Pour que « l'Afrique nourrisse
les Africains », elle doit diversifier ses cultures, transformer les
produits localement et nouer des accords régionaux, a déclaré à l'AFP le
ministre ivoirien de l'agriculture, Kobenan Kouassi ADJOUMANI, venu à Paris au
Salon de l'Agriculture.
Dans le but de mieux élucider ses
propos sur-cités, le Ministre Kobenan Kouassi ADJOUMANI répond à une série de
questions :
Question : Comment la Côte d'Ivoire peut-elle
réduire sa dépendance aux importations alimentaires ?

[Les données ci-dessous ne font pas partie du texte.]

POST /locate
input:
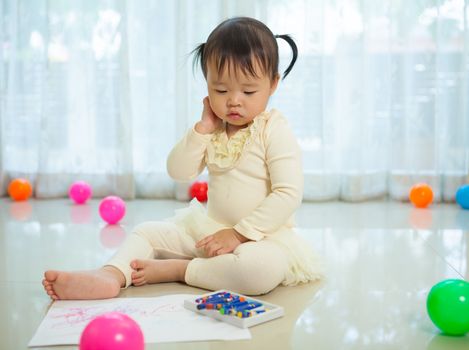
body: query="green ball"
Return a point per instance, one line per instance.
(448, 306)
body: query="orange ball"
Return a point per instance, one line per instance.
(20, 189)
(421, 195)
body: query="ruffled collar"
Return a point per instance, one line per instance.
(224, 153)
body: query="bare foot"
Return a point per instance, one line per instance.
(156, 271)
(94, 284)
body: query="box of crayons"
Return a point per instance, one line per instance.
(237, 309)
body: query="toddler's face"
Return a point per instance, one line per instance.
(238, 98)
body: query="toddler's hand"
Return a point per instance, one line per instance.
(209, 122)
(222, 242)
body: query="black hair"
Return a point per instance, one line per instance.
(240, 42)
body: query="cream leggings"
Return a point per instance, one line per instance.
(253, 268)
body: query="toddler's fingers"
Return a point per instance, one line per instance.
(203, 241)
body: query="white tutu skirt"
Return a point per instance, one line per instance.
(304, 264)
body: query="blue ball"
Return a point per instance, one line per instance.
(462, 196)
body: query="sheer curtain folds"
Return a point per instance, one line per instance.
(100, 91)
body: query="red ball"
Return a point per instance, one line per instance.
(421, 195)
(199, 190)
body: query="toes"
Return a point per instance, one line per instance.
(51, 275)
(138, 281)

Réponse : La crise en Ukraine n'a pas
fait que des dégâts : elle nous a donné des idées pour que nous puissions
nous-mêmes produire pour notre souveraineté alimentaire. Nous avons
rencontré des difficultés pour nous approvisionner en intrants de première
nécessité, en blé (acheminé notamment de Russie ou d'Ukraine, NDLR). Nous avons
donc décidé de dire qu'à la place, nous pouvions produire du manioc, dont la
farine sert à faire du pain.
Notre économie de base, c'est
notre agriculture : elle représente 22 % du PIB du pays. Nous
produisons du café, du cacao, de l'hévéa - qui sont des cultures de rente -
mais aujourd'hui, nous avons décidé de faire de la diversification agricole.
Nous sommes premiers producteurs de cacao, de noix de cajou, de noix de cola,
mais ce ne sont pas des produits que nous consommons, d'où notre politique pour
développer la production vivrière et maraîchère. Nous voulons nous concentrer
sur les productions locales : l'igname, le manioc, le maïs.

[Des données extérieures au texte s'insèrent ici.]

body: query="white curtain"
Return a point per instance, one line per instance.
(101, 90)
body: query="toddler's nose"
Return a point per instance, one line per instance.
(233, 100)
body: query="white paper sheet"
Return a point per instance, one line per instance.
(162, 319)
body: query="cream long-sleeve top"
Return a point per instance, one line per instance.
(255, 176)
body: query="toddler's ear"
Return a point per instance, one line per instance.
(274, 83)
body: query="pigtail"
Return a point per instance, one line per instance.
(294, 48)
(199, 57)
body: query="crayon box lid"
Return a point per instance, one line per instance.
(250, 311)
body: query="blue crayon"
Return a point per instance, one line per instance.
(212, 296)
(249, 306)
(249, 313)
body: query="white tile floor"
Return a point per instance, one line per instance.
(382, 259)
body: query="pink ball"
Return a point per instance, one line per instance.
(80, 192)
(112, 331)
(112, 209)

Avec notre programme de relance agricole, nous avons
commencé par restaurer les instruments de production décimés par les crises.
Mais on s'est dit qu'il fallait aller au-delà, et améliorer la conservation et
la transformation des aliments. Une grande partie de notre production n'arrive
pas sur le marché à cause des pertes post-récolte, faute de centres de stockage
et d'usines de transformation.
Q : Comment améliorer la transformation,
notamment pour le cacao ?
R : La Côte d'Ivoire représente
40 % de la production mondiale. Avec le Ghana (20 % de la
production), nous avons décidé de parler d'une seule voix : pour que les
producteurs soient mieux rémunérés, il faut transformer nos produits sur le
plan local.
Quand elle a lieu en Côte d'Ivoire, où huit millions
de personnes dépendent de la culture du cacao, la transformation en beurre ou
en poudre apporte une plus-value aux producteurs : ils sont rémunérés
25 000 à 30 000 francs CFA le kilogramme de cacao transformé (près de
40 euros), contre 900 francs CFA le kg brut (soit 1,30 euro).
Nous disons donc aux multinationales de venir investir
en Côte d'Ivoire, de construire des usines pour transformer les fèves en
chocolat, ce qui réduira aussi les coûts de transport vers l'Europe. Et si
elles payent les producteurs de manière régulière, les gens n'entameront pas
les forêts.
Q : Comment les pays d'Afrique travaillent-ils
ensemble pour assurer la production des denrées directement sur le
continent ?
R : L'Afrique doit nourrir l'Afrique, et pour
cela, il faut que des programmes soient établis. Certains pays rencontrent des
difficultés à produire, à cause des incidents climatiques ou du manque de
pluie. En Côte d'Ivoire, on peut produire davantage, et le surplus peut être
acheminé dans les pays limitrophes.
Nous avons décidé de travailler ensemble, et la Banque
africaine de développement a annoncé un financement de dix milliards de dollars
(fin janvier, pour que l'Afrique devienne son principal fournisseur de denrées
alimentaires, NDLR). En Côte d'Ivoire, ces fonds ne serviront pas à financer
des produits de rente, mais les cultures vivrières et maraîchères.